In each series , formal concerns (ex. color, composition, line), have been singled out for close investigation.
These “Chroma” painting reflect a fascination with light that has been with me always- how it spills into a room, the edges, the slow, subtle changes as time advances, its magical presence. The light in these paintings come from layers of color, progressing to darks, allowing an internal illumination.
Following a reductive path, these Flux paintings are primarily concerned with composition, expressed in a range of dots, single or accumulated. The wet on wet process creates the kinetic, pulsating effect.
Polychromes are my color indulgences, where I delight in the simple joy and extravagance of pure color. The weight of color is the primary focus.
With gouache and watercolor, minimal compositions of opaque lines over transparent grounds are constructed, then dissolved to varying degrees. This creates a visual and metaphoric contradiction, a play on solid or not.

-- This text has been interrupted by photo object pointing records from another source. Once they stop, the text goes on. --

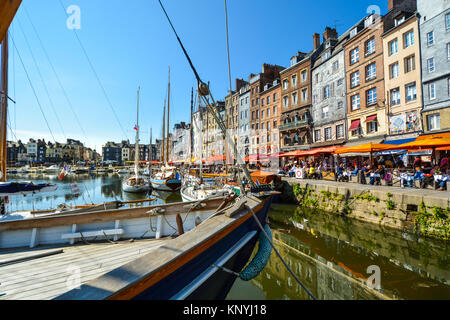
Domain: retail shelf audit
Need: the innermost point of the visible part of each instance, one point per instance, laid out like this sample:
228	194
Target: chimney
316	38
329	34
410	5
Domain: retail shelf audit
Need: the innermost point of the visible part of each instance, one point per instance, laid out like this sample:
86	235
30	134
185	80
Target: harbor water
333	256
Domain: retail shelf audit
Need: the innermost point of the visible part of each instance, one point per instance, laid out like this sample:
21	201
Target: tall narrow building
402	72
434	29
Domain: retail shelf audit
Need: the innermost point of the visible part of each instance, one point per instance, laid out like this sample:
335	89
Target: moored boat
187	267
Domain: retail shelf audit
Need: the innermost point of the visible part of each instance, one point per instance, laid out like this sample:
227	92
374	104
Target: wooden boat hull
166	185
190	274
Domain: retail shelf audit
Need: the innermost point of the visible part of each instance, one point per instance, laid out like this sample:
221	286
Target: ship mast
4	107
163	135
168	113
136	156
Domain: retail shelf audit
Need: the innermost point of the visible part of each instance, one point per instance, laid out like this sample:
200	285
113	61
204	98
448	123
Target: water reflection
331	255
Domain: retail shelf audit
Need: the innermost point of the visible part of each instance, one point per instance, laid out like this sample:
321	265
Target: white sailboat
136	184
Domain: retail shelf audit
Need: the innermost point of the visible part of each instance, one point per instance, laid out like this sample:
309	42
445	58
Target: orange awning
429	143
369	147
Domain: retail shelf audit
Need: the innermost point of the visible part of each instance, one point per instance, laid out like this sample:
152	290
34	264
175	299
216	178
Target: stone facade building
435	47
243	145
367	118
257	82
402	76
270	118
329	92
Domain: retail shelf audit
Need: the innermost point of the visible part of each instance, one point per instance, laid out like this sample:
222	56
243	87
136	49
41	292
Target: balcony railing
300	123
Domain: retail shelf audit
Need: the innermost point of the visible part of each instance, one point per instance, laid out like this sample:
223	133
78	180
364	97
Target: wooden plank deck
51	276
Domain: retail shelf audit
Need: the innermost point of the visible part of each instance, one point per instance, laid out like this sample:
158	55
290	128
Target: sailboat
136	184
168	179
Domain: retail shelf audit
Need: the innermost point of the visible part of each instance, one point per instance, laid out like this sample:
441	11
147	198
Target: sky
130	44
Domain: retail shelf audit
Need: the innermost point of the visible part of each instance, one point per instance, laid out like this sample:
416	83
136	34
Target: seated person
440	179
375	176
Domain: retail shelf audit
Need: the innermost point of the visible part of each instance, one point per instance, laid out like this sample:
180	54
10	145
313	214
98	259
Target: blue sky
130	43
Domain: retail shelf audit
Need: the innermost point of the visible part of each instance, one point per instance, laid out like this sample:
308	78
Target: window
355	79
356	103
294	81
395	96
394	70
317	137
410	64
340	131
325	112
326	92
371	72
411	92
393	47
408	39
430	38
294	98
434	122
305	95
432	91
304	75
372	127
372	96
328	134
354	56
335	66
430	63
370	46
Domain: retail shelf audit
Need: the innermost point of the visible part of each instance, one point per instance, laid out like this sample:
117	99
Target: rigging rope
56	74
42	79
96	75
32	87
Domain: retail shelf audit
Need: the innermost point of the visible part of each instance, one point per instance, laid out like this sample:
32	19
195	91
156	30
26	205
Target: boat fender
261	258
157	211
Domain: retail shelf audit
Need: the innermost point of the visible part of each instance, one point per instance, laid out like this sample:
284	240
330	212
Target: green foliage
368	197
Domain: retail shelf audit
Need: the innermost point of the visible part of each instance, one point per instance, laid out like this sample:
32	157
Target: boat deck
46	272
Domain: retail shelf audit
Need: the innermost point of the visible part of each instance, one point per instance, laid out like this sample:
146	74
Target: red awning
355	125
371	118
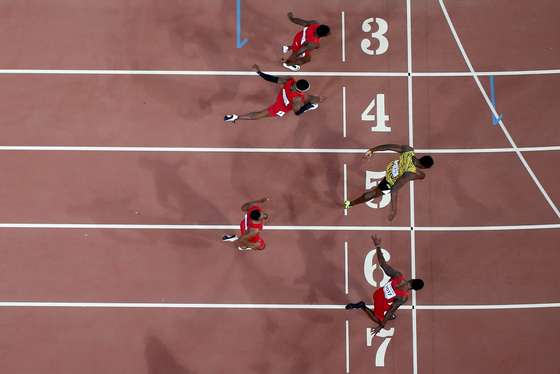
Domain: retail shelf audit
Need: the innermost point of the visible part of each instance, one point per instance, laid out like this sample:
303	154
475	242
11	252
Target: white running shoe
229	238
231	117
291	67
313	107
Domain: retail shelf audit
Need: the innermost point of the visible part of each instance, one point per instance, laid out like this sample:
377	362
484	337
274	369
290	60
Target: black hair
323	30
416	284
426	161
302	85
255	215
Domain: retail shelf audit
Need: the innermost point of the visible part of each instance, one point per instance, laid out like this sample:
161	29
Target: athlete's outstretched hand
376	240
368	154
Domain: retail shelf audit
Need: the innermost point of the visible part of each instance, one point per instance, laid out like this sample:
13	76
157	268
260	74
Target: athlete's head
416	284
302	85
323	30
426	161
255	215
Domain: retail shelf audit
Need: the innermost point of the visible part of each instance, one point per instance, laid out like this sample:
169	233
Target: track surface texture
119	178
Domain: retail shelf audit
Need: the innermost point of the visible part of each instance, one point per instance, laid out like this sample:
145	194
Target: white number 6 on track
382	28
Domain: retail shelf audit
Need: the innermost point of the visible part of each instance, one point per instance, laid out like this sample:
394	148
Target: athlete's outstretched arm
248	204
299	21
389	147
384	265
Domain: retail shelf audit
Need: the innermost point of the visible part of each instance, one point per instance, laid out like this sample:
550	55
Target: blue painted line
240	43
495	120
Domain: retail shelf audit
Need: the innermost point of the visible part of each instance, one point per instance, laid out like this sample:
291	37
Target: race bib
395	169
388	291
285	97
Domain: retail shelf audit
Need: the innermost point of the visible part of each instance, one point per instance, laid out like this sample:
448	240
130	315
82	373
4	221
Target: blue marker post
495	120
240	43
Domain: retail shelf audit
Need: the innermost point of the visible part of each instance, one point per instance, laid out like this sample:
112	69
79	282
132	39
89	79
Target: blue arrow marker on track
240	43
495	120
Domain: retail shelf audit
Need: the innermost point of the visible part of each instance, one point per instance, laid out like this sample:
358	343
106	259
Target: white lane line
346	267
343	36
412	213
217	73
347	347
56	148
111	226
486	73
66	304
494	112
344	111
360	74
345	177
488	307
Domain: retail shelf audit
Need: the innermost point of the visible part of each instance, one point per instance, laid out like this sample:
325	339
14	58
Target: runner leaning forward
399	173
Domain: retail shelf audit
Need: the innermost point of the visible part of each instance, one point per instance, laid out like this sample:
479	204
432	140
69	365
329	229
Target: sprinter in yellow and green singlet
399	173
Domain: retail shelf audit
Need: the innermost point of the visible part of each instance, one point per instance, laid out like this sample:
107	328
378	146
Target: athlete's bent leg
367	196
295	60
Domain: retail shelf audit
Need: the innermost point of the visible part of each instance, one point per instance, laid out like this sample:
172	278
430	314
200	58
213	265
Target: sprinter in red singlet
251	226
387	299
291	97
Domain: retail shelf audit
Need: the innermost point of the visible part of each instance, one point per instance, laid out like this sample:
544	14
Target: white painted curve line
347	347
111	226
344	111
494	112
56	148
346	267
359	74
342	19
345	177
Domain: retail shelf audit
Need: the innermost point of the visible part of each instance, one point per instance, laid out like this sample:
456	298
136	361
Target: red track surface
213	310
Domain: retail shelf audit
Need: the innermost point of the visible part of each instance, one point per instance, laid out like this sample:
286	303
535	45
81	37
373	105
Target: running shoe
359	305
229	238
231	117
291	67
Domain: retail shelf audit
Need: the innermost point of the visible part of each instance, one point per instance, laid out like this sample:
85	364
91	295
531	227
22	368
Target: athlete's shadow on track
160	360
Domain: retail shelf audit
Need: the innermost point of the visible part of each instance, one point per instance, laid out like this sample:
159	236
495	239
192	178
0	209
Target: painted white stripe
487	73
344	111
347	347
346	267
342	16
57	148
411	189
278	73
494	112
57	304
345	181
488	307
111	226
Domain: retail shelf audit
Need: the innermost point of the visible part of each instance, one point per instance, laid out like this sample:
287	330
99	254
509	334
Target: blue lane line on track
240	43
495	120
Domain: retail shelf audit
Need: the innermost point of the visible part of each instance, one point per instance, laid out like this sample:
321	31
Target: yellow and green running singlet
397	168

My experience of having a studio at the Marin Headlands is most apparent in the Videre series; they are my attempt to reflect the expanse of the place. They strike a balance between heavy (opaque) and light (transparent); the opaque bands weight is a counter balance and activator to the color field.
The Materia series (graphite drawings on paper) represent a further step in the reductive path I've been on. There's a directness and simplicity in using only graphite I find very satisfying. Unknown, but familiar, these kinetic, photograph - like images allow the invisible to become visible
Wanting to work with something very ordinary, the white on white of the rice pieces evolved. The process involved the close inspection of each grain, revealing an extraordinary world of individuality.
I see these lines as three dimensional drawings, drawings that change in perception as one shifts position. Some created the illusion of volume, as with a “drawn” accentuated line. Tensions between straight and curved lines are explored in others. There is an implication that the lines exist beyond the wall, which challenge notions of solidity. They are formed through a collaboration with the materials, each having their own properties, and making their own demands.
The Chocolate Eating Project has evolved over several Headlands Center for the Arts Open Houses. The wrappers left from the Hershey’s Kisses became a chain, now over 50 ft. long, and over 300 artifacts.